# Free (or cheap) projection mapping tools...



## Scotty Cole (Jul 28, 2014)

I have searched all over the internet for a free projection mapping program for mac computer and I can't find any that will do what I need! I'm just getting my feet wet in this field, but I've got a whole illusions show that I'm doing that needs these effects to provide worthy distractions for the audience as I move on tricks... Does anyone have anything? Thank you


----------



## ruinexplorer (Jul 28, 2014)

Check out http://hcgilje.wordpress.com/vpt/ as a free (donate to the cause if you use it for profit) option.


----------



## DomLauria (Aug 26, 2014)

I like MadMapper ($) and VPT (free).

MadMapper is super simple and great for many kinds of projection mapping!

VPT can go pretty deep in terms of highly detailed control of how you wish to design and run your show's projections. I'm a big fan and have only touched the tip of the iceberg in that program.

http://www.madmapper.com/
http://hcgilje.wordpress.com/vpt/


----------



## videoworld82 (Sep 25, 2014)

DomLauria said:


> I like MadMapper ($) and VPT (free).
> 
> MadMapper is super simple and great for many kinds of projection mapping!
> 
> ...



VPT looks interesting.

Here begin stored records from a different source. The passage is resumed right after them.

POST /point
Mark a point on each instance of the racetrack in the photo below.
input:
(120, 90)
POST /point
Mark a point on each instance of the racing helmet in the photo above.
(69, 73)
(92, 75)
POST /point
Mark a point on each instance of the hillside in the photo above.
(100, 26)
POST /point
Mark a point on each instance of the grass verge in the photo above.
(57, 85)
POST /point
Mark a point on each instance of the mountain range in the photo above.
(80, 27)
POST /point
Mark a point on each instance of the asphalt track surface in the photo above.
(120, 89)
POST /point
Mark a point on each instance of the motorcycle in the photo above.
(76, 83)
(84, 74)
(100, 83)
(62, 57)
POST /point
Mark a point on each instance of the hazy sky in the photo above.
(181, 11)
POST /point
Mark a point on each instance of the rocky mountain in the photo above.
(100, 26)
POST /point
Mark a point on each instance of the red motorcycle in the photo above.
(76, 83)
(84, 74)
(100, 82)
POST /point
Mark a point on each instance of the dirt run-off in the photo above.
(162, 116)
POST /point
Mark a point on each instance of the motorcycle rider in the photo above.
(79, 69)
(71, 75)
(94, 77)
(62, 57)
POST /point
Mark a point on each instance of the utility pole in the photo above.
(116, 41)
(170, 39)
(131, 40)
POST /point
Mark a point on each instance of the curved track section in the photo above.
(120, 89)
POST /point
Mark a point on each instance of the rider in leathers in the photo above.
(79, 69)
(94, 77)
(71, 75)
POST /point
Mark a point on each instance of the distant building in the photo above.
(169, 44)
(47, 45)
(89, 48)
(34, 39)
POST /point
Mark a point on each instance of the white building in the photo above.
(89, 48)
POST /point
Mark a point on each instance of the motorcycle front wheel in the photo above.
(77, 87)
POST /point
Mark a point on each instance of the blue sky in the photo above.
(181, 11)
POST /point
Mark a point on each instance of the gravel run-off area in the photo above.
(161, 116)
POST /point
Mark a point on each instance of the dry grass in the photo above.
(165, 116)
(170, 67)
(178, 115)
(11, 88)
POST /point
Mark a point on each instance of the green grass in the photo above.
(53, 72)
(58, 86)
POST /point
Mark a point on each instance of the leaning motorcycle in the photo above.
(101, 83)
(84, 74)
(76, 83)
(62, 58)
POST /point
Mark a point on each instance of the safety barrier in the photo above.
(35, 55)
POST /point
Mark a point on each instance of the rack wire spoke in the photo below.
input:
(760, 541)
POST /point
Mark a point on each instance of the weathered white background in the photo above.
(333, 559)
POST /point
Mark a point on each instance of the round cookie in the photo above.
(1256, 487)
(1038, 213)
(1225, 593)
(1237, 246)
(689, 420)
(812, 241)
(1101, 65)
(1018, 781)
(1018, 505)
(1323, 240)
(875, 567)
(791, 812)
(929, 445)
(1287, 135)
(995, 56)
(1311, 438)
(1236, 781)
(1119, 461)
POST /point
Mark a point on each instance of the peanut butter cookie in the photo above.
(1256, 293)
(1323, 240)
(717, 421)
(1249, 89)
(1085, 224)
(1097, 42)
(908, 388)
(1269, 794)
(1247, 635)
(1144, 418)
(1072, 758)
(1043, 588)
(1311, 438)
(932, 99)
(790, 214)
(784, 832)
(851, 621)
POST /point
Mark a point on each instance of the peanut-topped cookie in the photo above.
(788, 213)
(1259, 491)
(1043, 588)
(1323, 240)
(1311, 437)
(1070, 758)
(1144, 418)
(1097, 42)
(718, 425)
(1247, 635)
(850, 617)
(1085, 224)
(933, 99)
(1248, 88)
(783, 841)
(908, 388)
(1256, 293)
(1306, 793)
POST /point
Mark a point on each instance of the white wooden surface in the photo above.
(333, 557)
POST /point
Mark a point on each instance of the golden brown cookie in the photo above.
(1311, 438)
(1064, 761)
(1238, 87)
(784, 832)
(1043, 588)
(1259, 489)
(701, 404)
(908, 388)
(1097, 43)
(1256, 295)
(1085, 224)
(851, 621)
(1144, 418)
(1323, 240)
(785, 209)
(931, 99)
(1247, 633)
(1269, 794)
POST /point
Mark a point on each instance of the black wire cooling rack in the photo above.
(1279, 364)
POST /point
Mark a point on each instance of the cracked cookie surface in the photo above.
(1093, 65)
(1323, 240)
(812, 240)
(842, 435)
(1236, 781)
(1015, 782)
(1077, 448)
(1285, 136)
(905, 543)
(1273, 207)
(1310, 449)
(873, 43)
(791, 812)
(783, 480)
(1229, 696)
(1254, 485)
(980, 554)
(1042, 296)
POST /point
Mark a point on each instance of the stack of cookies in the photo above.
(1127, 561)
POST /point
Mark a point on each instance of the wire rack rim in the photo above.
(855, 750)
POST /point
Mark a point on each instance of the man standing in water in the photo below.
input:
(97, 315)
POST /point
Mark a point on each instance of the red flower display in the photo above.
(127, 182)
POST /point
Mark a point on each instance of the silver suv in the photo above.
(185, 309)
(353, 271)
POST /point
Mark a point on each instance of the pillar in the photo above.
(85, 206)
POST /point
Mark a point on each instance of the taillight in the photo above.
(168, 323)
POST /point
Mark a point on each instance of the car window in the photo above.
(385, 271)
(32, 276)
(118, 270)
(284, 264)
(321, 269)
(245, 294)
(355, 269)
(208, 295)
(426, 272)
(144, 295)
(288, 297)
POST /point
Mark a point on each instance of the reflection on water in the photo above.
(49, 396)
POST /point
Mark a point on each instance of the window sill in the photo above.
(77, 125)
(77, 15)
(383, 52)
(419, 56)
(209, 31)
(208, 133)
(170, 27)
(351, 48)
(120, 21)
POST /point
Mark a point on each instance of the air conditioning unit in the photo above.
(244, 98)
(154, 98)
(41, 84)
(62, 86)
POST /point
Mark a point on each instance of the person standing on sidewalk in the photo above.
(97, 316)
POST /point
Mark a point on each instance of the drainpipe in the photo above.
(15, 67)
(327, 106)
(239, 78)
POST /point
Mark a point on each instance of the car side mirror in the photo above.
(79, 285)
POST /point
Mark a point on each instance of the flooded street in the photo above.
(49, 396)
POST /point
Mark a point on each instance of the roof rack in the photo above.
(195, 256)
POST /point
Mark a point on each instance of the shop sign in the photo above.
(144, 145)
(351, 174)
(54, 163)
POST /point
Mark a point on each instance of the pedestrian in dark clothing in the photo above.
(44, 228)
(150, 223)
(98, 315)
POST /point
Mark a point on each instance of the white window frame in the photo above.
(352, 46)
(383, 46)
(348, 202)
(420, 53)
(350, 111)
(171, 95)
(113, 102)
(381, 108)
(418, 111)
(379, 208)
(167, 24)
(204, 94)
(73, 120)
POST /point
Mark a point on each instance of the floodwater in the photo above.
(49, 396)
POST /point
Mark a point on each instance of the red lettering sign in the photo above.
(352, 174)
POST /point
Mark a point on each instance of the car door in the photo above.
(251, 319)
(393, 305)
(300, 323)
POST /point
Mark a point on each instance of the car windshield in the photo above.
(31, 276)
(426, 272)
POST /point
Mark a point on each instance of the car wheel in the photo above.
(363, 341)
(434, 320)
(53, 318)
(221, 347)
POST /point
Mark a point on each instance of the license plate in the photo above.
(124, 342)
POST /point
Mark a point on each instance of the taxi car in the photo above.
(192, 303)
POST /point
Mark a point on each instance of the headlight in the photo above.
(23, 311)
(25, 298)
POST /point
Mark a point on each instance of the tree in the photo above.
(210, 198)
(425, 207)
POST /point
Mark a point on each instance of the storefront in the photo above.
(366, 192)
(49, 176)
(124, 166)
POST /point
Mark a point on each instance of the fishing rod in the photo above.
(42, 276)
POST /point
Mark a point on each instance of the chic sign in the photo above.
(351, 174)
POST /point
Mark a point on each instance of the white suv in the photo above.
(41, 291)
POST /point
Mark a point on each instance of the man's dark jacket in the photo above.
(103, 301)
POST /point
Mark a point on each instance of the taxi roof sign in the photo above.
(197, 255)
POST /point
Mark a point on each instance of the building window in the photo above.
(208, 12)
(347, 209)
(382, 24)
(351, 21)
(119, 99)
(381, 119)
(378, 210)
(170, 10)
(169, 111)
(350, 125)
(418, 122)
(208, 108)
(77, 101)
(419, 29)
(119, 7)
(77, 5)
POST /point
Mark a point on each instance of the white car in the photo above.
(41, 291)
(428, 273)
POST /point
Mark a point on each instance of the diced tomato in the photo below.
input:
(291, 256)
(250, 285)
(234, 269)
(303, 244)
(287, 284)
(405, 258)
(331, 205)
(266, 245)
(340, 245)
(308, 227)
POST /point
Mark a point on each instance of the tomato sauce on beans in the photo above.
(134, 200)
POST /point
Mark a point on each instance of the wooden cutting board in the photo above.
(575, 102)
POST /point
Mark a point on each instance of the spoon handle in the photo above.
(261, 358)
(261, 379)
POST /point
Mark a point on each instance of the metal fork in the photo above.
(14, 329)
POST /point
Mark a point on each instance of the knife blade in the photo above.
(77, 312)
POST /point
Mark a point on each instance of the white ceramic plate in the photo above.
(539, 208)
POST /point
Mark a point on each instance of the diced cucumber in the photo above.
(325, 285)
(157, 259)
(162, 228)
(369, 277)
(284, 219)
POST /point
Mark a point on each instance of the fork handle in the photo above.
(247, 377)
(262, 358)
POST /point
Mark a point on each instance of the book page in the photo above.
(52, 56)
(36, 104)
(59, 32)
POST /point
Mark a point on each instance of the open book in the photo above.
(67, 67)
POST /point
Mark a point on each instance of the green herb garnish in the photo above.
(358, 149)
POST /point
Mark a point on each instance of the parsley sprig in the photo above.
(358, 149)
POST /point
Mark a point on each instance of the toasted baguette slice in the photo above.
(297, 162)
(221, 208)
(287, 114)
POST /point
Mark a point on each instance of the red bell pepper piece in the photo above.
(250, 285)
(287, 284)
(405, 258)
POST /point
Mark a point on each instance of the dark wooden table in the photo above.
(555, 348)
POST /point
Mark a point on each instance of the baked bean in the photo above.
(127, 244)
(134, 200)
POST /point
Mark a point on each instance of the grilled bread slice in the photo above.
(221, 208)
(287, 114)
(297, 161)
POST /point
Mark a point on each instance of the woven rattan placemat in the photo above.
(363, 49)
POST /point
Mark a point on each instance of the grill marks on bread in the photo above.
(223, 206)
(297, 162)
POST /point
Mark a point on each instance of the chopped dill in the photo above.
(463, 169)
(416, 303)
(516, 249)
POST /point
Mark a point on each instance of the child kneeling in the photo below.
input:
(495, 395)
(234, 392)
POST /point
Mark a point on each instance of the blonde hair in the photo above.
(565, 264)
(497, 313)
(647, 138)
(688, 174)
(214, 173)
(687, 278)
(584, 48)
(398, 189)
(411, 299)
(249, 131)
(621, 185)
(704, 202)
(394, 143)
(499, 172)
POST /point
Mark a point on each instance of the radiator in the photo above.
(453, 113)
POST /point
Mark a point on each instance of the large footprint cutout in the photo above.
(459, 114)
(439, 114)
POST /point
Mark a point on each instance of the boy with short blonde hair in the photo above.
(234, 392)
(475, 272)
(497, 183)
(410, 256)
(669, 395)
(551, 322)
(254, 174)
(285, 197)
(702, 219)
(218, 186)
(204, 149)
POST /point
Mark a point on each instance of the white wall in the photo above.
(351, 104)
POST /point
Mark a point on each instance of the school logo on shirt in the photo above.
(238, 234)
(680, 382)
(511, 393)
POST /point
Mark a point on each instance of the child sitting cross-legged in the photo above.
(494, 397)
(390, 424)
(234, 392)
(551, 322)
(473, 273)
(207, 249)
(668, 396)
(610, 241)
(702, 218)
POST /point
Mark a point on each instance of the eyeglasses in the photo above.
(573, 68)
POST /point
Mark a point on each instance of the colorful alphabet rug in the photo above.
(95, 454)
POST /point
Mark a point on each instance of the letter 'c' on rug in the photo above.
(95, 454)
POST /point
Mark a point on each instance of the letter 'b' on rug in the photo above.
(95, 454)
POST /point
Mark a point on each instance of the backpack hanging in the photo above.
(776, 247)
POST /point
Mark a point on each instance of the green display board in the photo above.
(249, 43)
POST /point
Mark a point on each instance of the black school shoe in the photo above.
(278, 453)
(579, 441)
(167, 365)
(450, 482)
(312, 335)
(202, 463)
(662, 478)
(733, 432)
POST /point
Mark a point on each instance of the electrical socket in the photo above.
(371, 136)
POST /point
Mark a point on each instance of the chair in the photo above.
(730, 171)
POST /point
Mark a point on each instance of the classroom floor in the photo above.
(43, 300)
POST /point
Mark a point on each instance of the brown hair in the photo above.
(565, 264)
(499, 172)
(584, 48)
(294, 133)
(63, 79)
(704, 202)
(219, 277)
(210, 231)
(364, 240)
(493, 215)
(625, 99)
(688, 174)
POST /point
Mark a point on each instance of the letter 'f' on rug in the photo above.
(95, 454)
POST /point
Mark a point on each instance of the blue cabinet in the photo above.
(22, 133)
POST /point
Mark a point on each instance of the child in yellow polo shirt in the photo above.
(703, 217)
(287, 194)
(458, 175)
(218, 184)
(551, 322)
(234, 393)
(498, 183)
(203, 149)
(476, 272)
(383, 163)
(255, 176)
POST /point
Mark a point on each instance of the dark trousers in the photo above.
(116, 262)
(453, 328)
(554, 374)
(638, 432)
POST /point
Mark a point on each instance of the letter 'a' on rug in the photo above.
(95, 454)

I may check that out as well.
Any recommendations for beginner tutorials on projection mapping? I'd like to dip my toes into this stuff a little and develop a small accompaniment piece to a short film for this Christmas...


----------



## DomLauria (Sep 25, 2014)

Madmapper has a tutorial section

http://www.madmapper.com/tutorials/

As does VPT

https://m.youtube.com/playlist?list=PL4DBF5F8475E8F50F


Sent from my iPhone using Tapatalk


----------



## videoworld82 (Oct 1, 2014)

Ah! Didn't know VPT had tutorials. Thanks for posting!


----------